Da idéia que inspirou Maiakosvki em seu poema de maior sucesso, referindo-se às
nossas omissões diárias: …um dia eles chegam à porta de nossa casa e
timidamente olham nosso jardim, e não fazemos nada; no dia seguinte entram em
nosso quintal, colhem nossas flores, vemos, e não fazemos nada; até que por fim
entram em nossa casa, roubam nossos bens, nossas mulheres, nossos filhos, e aí
já não podemos mais fazer nada…
A Constituição
Federal, inspirada na idéia de que os tribunais devem passar pelo chamado
“choque cultural”, mesclando a têmpera dos juízes de carreira com a
visão diferenciada dos advogados e membros do ministério público (como se a
aplicação da lei dependesse de algum choque), e, para serem órgãos bem
representativos de instituições (como se tribunais devessem ser órgãos
representativos), criou o chamado “quinto” constitucional pelo qual
uma quinta parte dos tribunais estaduais é integrada por advogados e membros do
ministério público, alternadamente, nomeados como representantes dessas classes.
A magistratura de carreira, aquela que
se inicia por concurso público e cujo mister é extenuante, árduo, espinhoso, e
cuja partida se dá nas entrâncias mais inferiores possíveis e cujo progresso é
lento e demorado, ouviu esse agora já longevo “princípio do
quinto”… e não falou nada.
Criaram-se os tribunais de alçada.
Neles, igualmente, lá veio o “quinto” e partir daí a “boa
hermenêutica” começou a aprontar das suas. Ao ascenderem os juízes dos
tribunais de alçada ao tribunal de justiça considera-se, com “engenho e
arte” que os “representantes” das classes dos advogados e
ministério público perderam essa qualidade e tornaram-se magistrados
desagregados da origem!
Nunca se cogitou que essa interpretação
inutiliza a própria “ratio essendi”
da idéia de representação?
O que tem sucedido – invariavelmente e
sem exceção alguma nos estados, salvo aqueles que percebendo
isso extinguiram os tribunais de alçada – é que os tribunais de justiça não
mais contam com quatro quintos de magistrados de carreira.
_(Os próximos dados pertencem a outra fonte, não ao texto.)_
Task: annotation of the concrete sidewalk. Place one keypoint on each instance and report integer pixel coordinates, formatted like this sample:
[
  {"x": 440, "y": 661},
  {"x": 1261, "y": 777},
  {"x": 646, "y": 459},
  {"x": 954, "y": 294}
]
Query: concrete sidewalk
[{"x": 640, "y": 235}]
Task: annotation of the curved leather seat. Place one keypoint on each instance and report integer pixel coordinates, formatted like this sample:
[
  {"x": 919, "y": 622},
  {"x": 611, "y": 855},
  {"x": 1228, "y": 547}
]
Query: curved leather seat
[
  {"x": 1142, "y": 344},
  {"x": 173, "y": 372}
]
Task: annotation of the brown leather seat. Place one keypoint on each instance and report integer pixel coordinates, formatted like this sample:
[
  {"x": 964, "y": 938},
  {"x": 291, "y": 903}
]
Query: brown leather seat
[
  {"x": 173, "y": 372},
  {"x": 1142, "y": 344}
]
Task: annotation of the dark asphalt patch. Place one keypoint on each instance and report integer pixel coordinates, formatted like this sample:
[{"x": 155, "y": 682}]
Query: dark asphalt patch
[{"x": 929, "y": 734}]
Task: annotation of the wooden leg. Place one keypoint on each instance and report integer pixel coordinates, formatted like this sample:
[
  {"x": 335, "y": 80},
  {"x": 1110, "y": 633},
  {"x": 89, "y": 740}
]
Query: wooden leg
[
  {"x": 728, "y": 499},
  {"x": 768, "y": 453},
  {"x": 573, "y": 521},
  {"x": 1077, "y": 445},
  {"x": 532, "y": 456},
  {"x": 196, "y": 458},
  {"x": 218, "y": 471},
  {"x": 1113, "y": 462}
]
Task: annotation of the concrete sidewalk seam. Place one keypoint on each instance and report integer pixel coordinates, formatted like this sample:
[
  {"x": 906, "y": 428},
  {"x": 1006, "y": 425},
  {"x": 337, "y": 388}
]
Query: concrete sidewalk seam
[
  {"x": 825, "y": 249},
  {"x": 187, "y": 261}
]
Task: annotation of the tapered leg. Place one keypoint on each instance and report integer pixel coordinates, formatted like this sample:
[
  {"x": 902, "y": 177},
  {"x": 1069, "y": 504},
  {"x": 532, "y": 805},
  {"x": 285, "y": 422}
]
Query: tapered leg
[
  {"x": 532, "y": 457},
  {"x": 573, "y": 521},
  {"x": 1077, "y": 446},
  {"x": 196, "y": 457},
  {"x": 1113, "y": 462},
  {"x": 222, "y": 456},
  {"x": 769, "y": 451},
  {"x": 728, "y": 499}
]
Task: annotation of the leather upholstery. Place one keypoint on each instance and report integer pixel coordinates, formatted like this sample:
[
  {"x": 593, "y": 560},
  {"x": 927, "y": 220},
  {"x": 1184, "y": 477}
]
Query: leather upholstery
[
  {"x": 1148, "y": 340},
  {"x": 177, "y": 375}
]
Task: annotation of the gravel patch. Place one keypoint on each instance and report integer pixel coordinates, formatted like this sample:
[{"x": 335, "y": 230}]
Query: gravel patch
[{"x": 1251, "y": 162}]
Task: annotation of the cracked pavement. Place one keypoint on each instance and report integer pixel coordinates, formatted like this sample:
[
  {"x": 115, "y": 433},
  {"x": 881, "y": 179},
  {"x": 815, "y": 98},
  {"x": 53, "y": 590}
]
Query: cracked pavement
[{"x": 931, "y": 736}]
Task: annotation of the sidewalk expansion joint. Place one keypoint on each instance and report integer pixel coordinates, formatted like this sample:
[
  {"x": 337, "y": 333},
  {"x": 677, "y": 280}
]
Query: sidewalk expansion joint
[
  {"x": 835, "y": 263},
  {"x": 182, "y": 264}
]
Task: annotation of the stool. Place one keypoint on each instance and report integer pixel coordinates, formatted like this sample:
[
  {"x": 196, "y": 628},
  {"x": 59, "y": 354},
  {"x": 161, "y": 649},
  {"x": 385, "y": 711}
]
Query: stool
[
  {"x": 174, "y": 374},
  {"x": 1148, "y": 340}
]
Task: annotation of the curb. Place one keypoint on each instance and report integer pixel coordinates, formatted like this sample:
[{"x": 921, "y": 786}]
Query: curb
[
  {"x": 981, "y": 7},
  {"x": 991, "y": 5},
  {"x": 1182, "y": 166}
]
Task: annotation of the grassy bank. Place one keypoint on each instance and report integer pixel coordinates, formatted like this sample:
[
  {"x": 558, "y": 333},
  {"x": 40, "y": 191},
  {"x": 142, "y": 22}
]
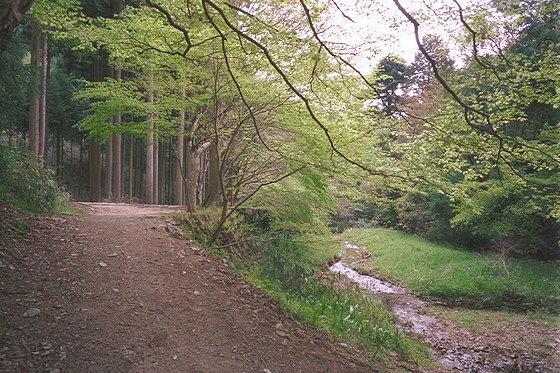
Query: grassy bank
[
  {"x": 458, "y": 276},
  {"x": 288, "y": 269}
]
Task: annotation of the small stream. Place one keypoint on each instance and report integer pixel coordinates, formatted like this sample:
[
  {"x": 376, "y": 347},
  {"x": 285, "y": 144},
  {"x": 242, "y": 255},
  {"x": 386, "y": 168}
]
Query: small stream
[{"x": 457, "y": 348}]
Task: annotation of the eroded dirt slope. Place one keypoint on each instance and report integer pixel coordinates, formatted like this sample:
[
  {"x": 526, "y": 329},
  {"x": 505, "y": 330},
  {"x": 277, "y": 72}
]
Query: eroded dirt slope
[{"x": 118, "y": 289}]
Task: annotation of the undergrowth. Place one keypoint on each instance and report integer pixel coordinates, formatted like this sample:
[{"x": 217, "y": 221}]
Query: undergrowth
[
  {"x": 286, "y": 269},
  {"x": 27, "y": 186},
  {"x": 459, "y": 276}
]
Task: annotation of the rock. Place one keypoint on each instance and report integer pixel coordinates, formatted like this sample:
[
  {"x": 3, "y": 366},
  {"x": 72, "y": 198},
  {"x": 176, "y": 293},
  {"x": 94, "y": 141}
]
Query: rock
[{"x": 32, "y": 312}]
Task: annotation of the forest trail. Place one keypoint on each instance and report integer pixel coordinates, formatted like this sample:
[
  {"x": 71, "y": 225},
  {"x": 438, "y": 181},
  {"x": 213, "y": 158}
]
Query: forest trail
[
  {"x": 521, "y": 347},
  {"x": 119, "y": 289}
]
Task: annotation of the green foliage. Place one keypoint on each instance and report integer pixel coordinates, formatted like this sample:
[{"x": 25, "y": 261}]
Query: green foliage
[
  {"x": 459, "y": 276},
  {"x": 14, "y": 77},
  {"x": 25, "y": 185}
]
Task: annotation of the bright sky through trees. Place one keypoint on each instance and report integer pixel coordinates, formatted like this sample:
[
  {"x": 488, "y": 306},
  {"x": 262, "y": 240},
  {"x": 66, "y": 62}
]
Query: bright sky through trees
[{"x": 377, "y": 28}]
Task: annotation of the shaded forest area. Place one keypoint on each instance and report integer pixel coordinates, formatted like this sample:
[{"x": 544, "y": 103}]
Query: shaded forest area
[{"x": 258, "y": 107}]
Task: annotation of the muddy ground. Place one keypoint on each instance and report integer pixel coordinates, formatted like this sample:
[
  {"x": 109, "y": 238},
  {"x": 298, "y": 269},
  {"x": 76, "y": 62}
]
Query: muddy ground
[{"x": 119, "y": 289}]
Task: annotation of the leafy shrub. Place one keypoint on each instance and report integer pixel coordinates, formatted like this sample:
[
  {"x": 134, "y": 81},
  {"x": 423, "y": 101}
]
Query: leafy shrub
[{"x": 25, "y": 185}]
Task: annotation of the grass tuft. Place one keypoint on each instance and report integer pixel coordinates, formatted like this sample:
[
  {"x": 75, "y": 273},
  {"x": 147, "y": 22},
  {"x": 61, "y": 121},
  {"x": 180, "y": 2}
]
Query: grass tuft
[{"x": 457, "y": 276}]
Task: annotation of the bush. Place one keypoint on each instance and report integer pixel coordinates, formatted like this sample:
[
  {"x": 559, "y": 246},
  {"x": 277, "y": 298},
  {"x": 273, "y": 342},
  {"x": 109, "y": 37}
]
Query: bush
[{"x": 25, "y": 185}]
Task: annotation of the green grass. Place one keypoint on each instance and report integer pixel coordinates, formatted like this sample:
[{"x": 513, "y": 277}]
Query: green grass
[
  {"x": 285, "y": 268},
  {"x": 457, "y": 275},
  {"x": 285, "y": 271}
]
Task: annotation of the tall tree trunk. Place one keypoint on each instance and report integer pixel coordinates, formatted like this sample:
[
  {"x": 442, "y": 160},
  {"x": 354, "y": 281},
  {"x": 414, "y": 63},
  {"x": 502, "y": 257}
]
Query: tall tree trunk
[
  {"x": 94, "y": 156},
  {"x": 156, "y": 167},
  {"x": 213, "y": 192},
  {"x": 130, "y": 166},
  {"x": 178, "y": 189},
  {"x": 150, "y": 146},
  {"x": 34, "y": 114},
  {"x": 94, "y": 152},
  {"x": 43, "y": 103},
  {"x": 117, "y": 156},
  {"x": 109, "y": 167},
  {"x": 193, "y": 171}
]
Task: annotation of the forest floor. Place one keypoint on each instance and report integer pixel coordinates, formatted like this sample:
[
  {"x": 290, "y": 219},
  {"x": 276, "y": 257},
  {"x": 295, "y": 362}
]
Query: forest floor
[
  {"x": 466, "y": 340},
  {"x": 118, "y": 288}
]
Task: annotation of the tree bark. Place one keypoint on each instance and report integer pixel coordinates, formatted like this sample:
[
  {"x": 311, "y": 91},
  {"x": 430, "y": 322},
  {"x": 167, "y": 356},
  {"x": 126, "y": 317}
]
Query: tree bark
[
  {"x": 117, "y": 155},
  {"x": 213, "y": 193},
  {"x": 193, "y": 171},
  {"x": 43, "y": 103},
  {"x": 34, "y": 114},
  {"x": 94, "y": 157},
  {"x": 94, "y": 152},
  {"x": 156, "y": 167},
  {"x": 130, "y": 166},
  {"x": 178, "y": 189},
  {"x": 109, "y": 167},
  {"x": 150, "y": 147}
]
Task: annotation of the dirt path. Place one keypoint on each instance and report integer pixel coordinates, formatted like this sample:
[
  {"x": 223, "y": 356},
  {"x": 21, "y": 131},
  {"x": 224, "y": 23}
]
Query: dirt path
[
  {"x": 520, "y": 346},
  {"x": 118, "y": 289}
]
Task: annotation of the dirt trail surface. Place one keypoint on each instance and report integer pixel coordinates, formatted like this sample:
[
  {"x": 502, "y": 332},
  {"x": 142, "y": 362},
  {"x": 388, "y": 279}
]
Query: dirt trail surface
[
  {"x": 119, "y": 289},
  {"x": 460, "y": 349}
]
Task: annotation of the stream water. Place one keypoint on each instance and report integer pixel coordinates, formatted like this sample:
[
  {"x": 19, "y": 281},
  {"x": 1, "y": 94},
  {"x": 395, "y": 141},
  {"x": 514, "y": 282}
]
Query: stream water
[{"x": 457, "y": 348}]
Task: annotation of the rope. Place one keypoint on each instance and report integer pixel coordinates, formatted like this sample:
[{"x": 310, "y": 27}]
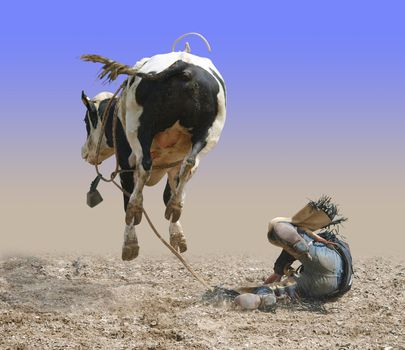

Nunca se cogitou que a garantia aos
“quatro quintos” é relevante no mesmo diapasão do “um
quinto”?
A magistratura de carreira ouviu mais
essa… e não falou nada.
Criou-se o Superior Tribunal de
Justiça. Nele o “quinto” transformou-se em “terço”, conforme
o art. 104 da Constituição, e mais uma vez a magistratura de carreira ouviu… e não falou nada.
E na progressão paulatina dessa
inversão de valores, os membros dos tribunais que acedem ao STJ o são sem
considerar a origem do ingresso, o que só poderia resultar, como resultou, em
que dos 33 ministros daquela corte apenas 16 são magistrados de carreira,
o significa que o terço virou metade!
Nem vá se falar do STF!
É. Foram-se os dedos; ficaram os anéis!